If you want to ask for more money, get a good salary history from your current employer, and then approach that employer about a raise. If you are rejected by the first employer, don’t give up. Keep promoting yourself – it is time for us to get what we are worth.

Get Your Supervisor’s Attention

You can motivate your supervisor to change the way he or she is managing by sending an email message to your supervisor explaining how the company has been affected both financially and mentally by your workload. Let him or her know that you are worried about how all of this work will affect your personal life in the long run.

For example, if you or your husband work long hours at home and in your career, and yet are still being taken care of by your spouse or partner, tell him or her that you can’t do this anymore. You want to be the one who takes care of yourself. (The only reason why you are bringing this up here is to prove that you are ready to take care of yourself. You should not be entertaining this notion until you have done all of the work necessary to put yourself on a firm financial ground.)
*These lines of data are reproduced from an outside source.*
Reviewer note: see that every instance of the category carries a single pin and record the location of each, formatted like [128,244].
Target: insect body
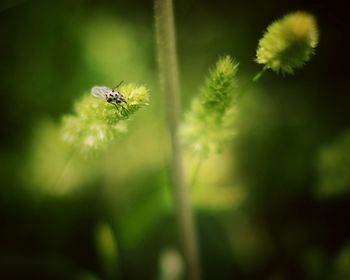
[110,95]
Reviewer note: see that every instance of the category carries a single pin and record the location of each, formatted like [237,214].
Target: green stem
[168,68]
[196,172]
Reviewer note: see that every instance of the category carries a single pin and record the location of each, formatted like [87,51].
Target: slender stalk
[168,68]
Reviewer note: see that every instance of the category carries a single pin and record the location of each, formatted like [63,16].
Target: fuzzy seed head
[288,43]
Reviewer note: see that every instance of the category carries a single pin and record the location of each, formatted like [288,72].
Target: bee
[111,95]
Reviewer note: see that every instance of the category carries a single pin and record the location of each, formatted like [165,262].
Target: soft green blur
[273,203]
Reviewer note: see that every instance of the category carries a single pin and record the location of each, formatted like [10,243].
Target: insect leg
[118,85]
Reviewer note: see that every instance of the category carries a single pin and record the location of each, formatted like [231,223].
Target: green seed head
[97,122]
[288,43]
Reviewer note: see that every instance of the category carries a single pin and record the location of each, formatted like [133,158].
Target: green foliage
[334,167]
[209,122]
[97,122]
[288,43]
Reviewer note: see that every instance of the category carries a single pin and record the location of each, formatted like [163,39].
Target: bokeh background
[274,204]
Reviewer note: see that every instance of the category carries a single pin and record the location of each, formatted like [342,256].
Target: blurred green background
[274,204]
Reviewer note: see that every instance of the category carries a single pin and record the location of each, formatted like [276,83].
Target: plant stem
[168,68]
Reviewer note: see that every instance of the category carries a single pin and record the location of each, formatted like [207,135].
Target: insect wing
[100,91]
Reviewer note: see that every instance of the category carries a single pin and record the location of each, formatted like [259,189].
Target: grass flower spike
[288,43]
[209,122]
[97,122]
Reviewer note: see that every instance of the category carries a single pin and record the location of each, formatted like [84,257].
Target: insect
[112,96]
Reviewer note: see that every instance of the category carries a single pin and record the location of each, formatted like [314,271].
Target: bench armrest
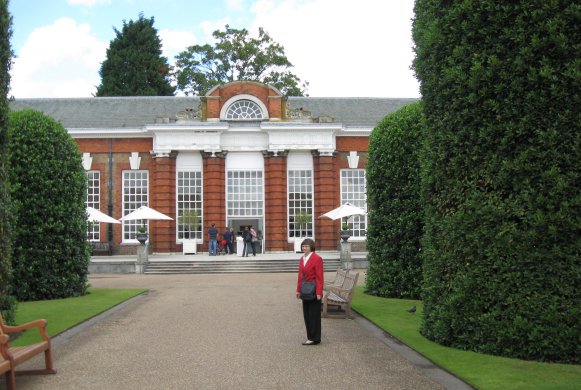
[4,353]
[339,289]
[39,324]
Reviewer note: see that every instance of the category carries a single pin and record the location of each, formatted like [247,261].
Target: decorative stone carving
[325,119]
[190,114]
[214,154]
[163,153]
[323,153]
[275,153]
[297,113]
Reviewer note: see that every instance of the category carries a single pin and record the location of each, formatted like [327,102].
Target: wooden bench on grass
[340,296]
[15,356]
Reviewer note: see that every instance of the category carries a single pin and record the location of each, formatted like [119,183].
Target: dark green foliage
[236,56]
[48,183]
[7,303]
[502,244]
[134,65]
[393,190]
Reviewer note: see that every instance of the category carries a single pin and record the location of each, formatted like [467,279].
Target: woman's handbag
[308,291]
If he or she supports what you are saying, ask him or her to step up a little. If this argument doesn’t work, then it is time to bring in an advocate. For example, if your child is eleven years old and needs extra help with schoolwork (e.g., your child has special needs), get his or her therapist’s approval, and then talk to the school principal and the teacher about how your child is being set back because he or she has too much work at home.
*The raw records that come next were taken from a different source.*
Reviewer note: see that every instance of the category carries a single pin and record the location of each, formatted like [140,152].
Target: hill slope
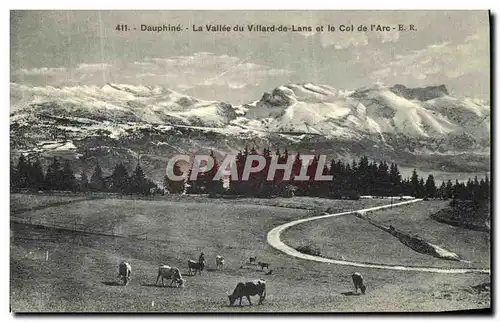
[422,127]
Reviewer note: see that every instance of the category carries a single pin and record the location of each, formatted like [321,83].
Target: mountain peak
[420,93]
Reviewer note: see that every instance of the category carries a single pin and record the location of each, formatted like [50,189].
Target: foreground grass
[354,239]
[80,272]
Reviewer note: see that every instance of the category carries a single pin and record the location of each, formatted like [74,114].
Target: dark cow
[257,287]
[194,266]
[357,279]
[219,262]
[172,273]
[263,265]
[124,272]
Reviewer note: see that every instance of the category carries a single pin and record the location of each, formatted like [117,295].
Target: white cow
[357,279]
[219,261]
[124,272]
[172,273]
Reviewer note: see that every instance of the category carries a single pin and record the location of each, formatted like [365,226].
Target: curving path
[273,238]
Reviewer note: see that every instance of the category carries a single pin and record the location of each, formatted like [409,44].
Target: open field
[351,238]
[79,274]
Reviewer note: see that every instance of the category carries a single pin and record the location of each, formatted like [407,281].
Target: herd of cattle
[247,289]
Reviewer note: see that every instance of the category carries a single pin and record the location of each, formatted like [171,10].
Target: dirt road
[273,238]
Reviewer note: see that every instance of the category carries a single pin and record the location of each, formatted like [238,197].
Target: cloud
[343,40]
[92,67]
[201,69]
[40,71]
[388,36]
[444,59]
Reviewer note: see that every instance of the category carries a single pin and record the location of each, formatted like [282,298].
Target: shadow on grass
[159,285]
[112,283]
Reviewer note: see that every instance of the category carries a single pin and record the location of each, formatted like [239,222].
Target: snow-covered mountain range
[421,127]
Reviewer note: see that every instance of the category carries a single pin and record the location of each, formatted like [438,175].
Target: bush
[309,250]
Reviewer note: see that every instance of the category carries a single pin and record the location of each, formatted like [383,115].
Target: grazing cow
[262,265]
[257,287]
[357,279]
[167,272]
[219,261]
[124,272]
[194,266]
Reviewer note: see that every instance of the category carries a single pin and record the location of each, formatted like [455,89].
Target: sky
[76,48]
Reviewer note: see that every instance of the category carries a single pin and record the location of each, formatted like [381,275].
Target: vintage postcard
[250,161]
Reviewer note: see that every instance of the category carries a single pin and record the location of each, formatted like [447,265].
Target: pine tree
[449,190]
[84,182]
[395,179]
[14,178]
[138,183]
[421,188]
[53,178]
[96,180]
[442,191]
[415,184]
[430,187]
[23,167]
[213,187]
[175,187]
[36,178]
[68,180]
[119,180]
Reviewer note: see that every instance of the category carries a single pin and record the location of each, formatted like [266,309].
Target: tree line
[350,180]
[60,177]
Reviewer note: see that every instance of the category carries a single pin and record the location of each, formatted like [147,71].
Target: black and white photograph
[250,161]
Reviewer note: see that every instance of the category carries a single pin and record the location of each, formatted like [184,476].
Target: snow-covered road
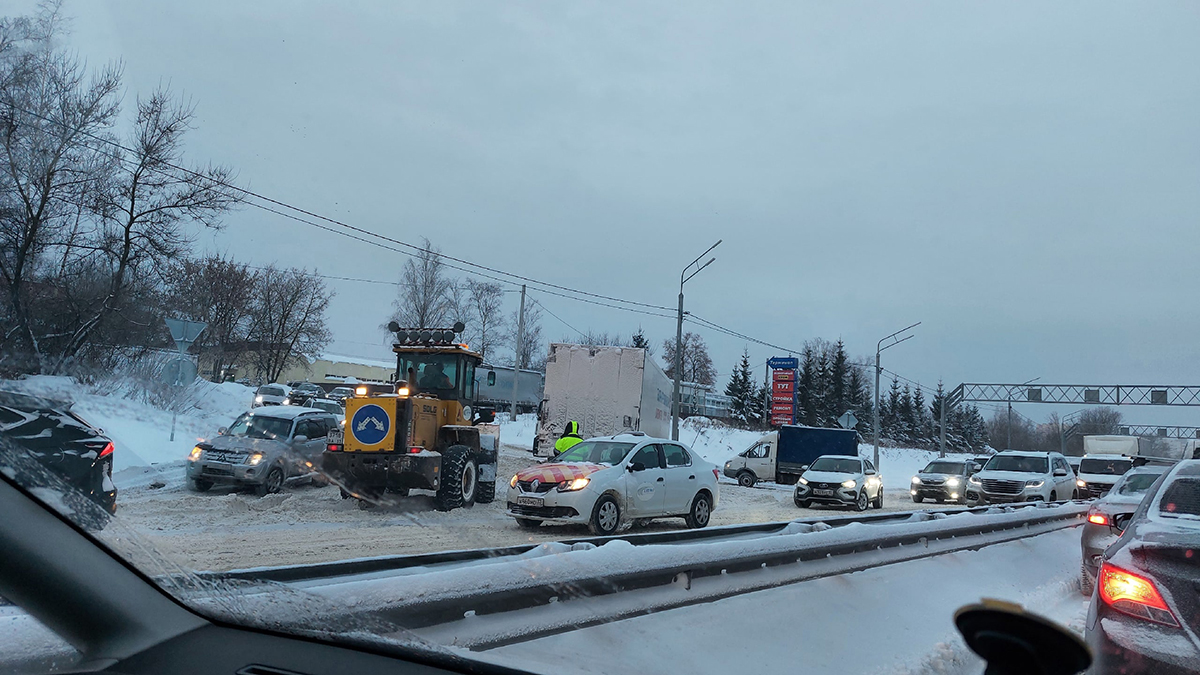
[891,619]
A useful resource for finding support is a local mom’s group. For example, my husband and I belong to a mom’s support group called Moms On Our Own (MOONY). The other members in the group are great at advocating for each other, and we are all supportive of each others parenting styles.

You don’t want to be the one who cries about how she can’t do this anymore. You have to be proactive about your needs; otherwise no one else will take care of you. Instead, you should show your caring by being there for others when they need help – like taking care of that little sister or nephew who just can’t seem to get anything right.

Granted, this is a difficult line to walk, but if you truly care about your role as a mom, or as a wife or partner who supports her family as the main breadwinner, you cannot afford to be selfish. You have to fight for your family’s well being—and that means advocating for yourself and others when necessary.

Share Your Position With The Union

In the U.S., there are several unions that represent professional and office workers. After you have put in additional time and effort at work, it is time to approach one of these unions and ask their help in adjusting your job title and compensation (i.e., getting a raise). In the U.S. you can both ask your employer yourself or approach your local union.

The nice thing about unions is that they are not limited to the U.S. They are also a good place to look for support if you are living in other countries outside of the States. For example, in Canada the unions are excellent at supporting many aspects of a mom’s life.

There is one major drawback to unions: they can either be pro or anti-mom depending on where you live and who your union is. For example, in the U.S., some of the mothers’ unions are very pro-mom and will take on new management to help support you as a worker and as a mom. In other countries, however, your union may not be on your side. (This is such an important problem that I have dedicated an entire article to this issue.

Conclusion

As a working mom, you have to be proactive. It is time for you to support yourself and your family. Instead of sitting around waiting for someone else to take care of you, find ways to support yourself. If you feel like there is something missing in your life (e.g., more money or more time), then document what you want and make a plan to get it.

For the first couple of times that you ask for something (e.g.